Voor het PARTRIDE-project zijn tien vogelsoorten als doelsoort aangemerkt. Als de aantallen van deze vogels toenemen, is dat een belangrijke indicatie dat er een verbetering van het landschap heeft plaatsgevonden. Bij het samenstellen van de 18 telcirkels in het PARTRIDGE-gebied zijn 9 telcirkels gekozen op een locatie met maatregelen voor de patrijs (denk aan o.a. bloemblokken (zie foto boven), graanveldjes, keverbanken, heggenranden). In de grafieken van figuur 3 worden deze weergegeven als: ‘ met beheer ’ . De andere 9 telcirkels zijn in de grafieken vermeld als ‘ zonder beheer ’ . Met ‘ referentie ’ worden in de grafieken de telgegevens van het referentiegebied in Genderen bedoeld. In Genderen zijn alle 9 telcirkels zonder beheer, dus zonder maatregelen voor de patrijs.

Een voorbeeld met de veldleeuwerik. Bij elke telronde (in totaal 6) wordt in iedere telcirkel met beheer het aantal veldleeuweriken ingevoerd. Vervolgens wordt het gemiddelde voor de 9 telcirkels uitgerekend. Een totaal van 57 veldleeuweriken in 9 telcirkels levert dan een gemiddelde op van 6,3 leeuweriken. Dit aantal wordt in de grafiek voor de veldleeuwerik weergegeven.
Figuur 3.

Samengestelde grafiek van maximaal aantal territoria van de tien doelsoorten per type telcirkel in de Oude Doorn. Per jaar zijn er drie staafjes getekend. De twee linkerstaafjes geven info over het PARTRIDGE-gebied Oude Doorn (met beheer en zonder beheer). Het derde, rechterstaafje staat telkens voor het referentiegebied Genderen.
Toelichting figuur 3
De grafiek laat ons zien dat er een groot verschil is ontstaan tussen het PARTRIDGE-gebied en het referentiegebied Genderen. De telcirkels met beheer scoren zonder uitzondering het hoogst. De nabijgelegen telcirkels zonder beheer liften kennelijk mee voor een positiever resultaat. Vogels maken dus ook van deze locaties gebruik. De telcirkels van het referentiegebied Genderen blijven duidelijk achter. Een resultaat, waarmee we aantonen dat het treffen van maatregelen vruchten afwerpt. Dat hadden we wel verwacht, maar hoe groot de verschillen zijn, wordt nu ook duidelijk. In 2019 waren er kennelijk meer veldleeuweriken en torenvalken in het referentiegebied vergeleken met de locaties zonder beheer in het PARTRIDGEgebied.

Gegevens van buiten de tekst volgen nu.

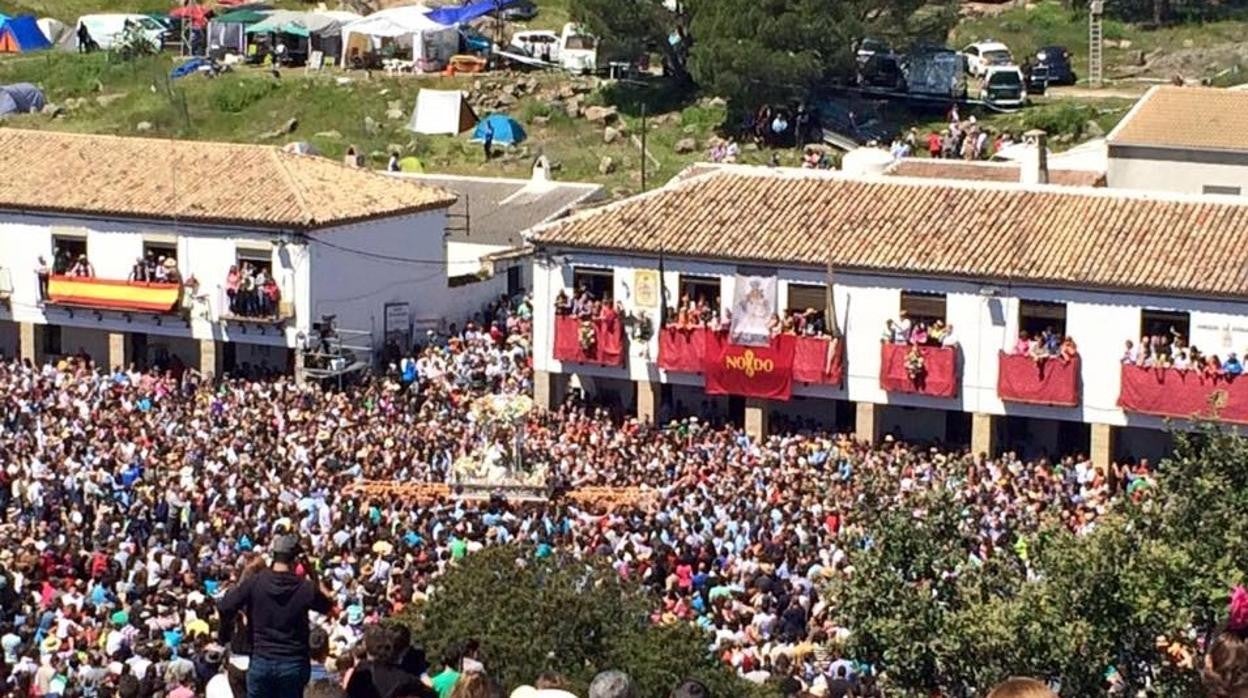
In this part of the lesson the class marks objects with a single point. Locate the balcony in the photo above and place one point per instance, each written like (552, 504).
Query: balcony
(1184, 393)
(107, 294)
(1046, 381)
(589, 341)
(919, 370)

In 2020 zie je ineens een veel groter aantal veldleeuweriken waar beheer is toegepast. In de wintermaanden zie je vaker grotere groepen veldleeuweriken rondtrekken en dat kan een wat vertekend beeld geven. Een telling is altijd een momentopname. De weersomstandigheden spelen daarbij ook een rol. Buiten de tellingen om zie ik ook regelmatig vogels, die in een telling niet zouden misstaan. Maar ja... met vogels is het moeilijk afspraken maken.
Figuur 4.

Soortenrijkdom aan wintervogels voor alle typen telcirkels (kleuren) in werkgebied Oude Doorn en het referentiegebied bij Genderen (grijs).
Toelichting figuur 4
In deze grafiek wordt de soortenrijkdom van de wintervogels in de Oude Doorn weergegeven. Ook deze grafiek onderscheidt de drie verschillende soorten telcirkels (met beheer-zonder beheer-referentie). Met ‘ soortenrijkdom’ wordt het aantal soorten aangeduid, dus niet het totaal aantal van elke voorkomende soort. Of er nu 1 buizerd voorkomt of 8 maakt natuurlijk wel een groot verschil. Uit de vele tellingen waaraan ik heb meegedaan weet ik dat de aantallen roofvogels duidelijk toenemen. Ook logisch, want er is meer voedsel te vinden, de biodiversiteit is groter geworden. Ook de soortenrijkdom (alle vogelsoorten) in het PARTIDGE-gebied is dus toegenomen. Er profiteren aanzienlijk meer wintervogels van de maatregelen. Vooral de aangeplante heggenranden met besdragende struiken zijn favoriet voor de vogels, zij vinden er voedsel, dekking en uitstekende nestgelegenheid.